Malware Program Means Big Problems for Computer Users
The internet is full of hazards and dangers that can have a permanent or highly damaging effect on the capacity of your computer. In some cases, the internet can be used to hack into people’s personal or financial accounts and steal everything about that person. Thankfully, most computer viruses only affect a small number of people in a specific area and the damage can be reversed. But in this newest case, the computer hacking will affect thousands of people all across the world and there could be plenty of damage to be done. What’s going on?
This Monday, July 9th, 2012, security experts predict that about a quarter of a million computer users around the world are at risk of losing any and all access to the internet. This is because of a malicious software program that was responsible for a huge internet scam. Thankfully, the US authorities were able to stop the spread of the virus and shut down the program last November. However, it’s lasting effects are still being felt.
The powerful and dangerous malicious software program is known as Alureon. Many sources on various blogs and news site were reporting the potential damage of the program, with some people even giving it the nickname the “Internet Doomsday” virus.
At this time, computer and security experts said that only a small fraction of computer users were at risk for being attacked by the program. Internet service providers would also be able to assist victims of the virus and get computers up and running again quickly. They said they considered the threat to be small compared with more-prevalent viruses such as Zeus and SpyEye, which infect millions of PCs and are used to commit financial fraud.
As of this week, about 245,000 computers worldwide were still infected by Alureon and its brethren, according to security firm Deteque. That included 45,355 in the United States.
The viruses were designed to redirect Internet traffic through rogue DNS servers controlled by criminals, according to the FBI. DNS servers are computer switchboards that direct Web traffic.
When authorities took down the rogue servers, a federal judge in New York ordered that temporary servers be kept in place while the victims’ machines were repaired.
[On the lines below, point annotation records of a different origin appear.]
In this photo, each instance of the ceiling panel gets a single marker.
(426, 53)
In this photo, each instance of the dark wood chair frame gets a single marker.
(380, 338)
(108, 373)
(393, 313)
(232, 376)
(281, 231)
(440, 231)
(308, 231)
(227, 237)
The temporary servers will shut down at 12:01 a.m. EDT Monday, which means infected PCs that have not been fixed will no longer be able to connect to the Internet.
Some U.S. Internet providers, including AT&T Inc. and Time Warner Cable, have made temporary arrangements to let their customers access the Internet using the address of the rogue DNS servers.
“It’s a very easy one to fix,” said Gunter Ollmann, vice president of research for security company Damballa. “There are plenty of tools available.”
Many of the machines that remain infected are probably not in active use since most victims were notified of the problem, said security expert Johannes Ullrich, who runs the Internet Storm Center, which monitors Web threats.
The United States has charged seven people for orchestrating the worldwide Internet fraud. Six were arrested in Estonia, while the seventh, who was living in Russia, is still at large. Tallinn has so far extradited two of the men to New York where they appeared in Manhattan federal court.
The case is USA v. Tsastsin et al, U.S. District Court for the Southern District of New York, No. 11-cr-878.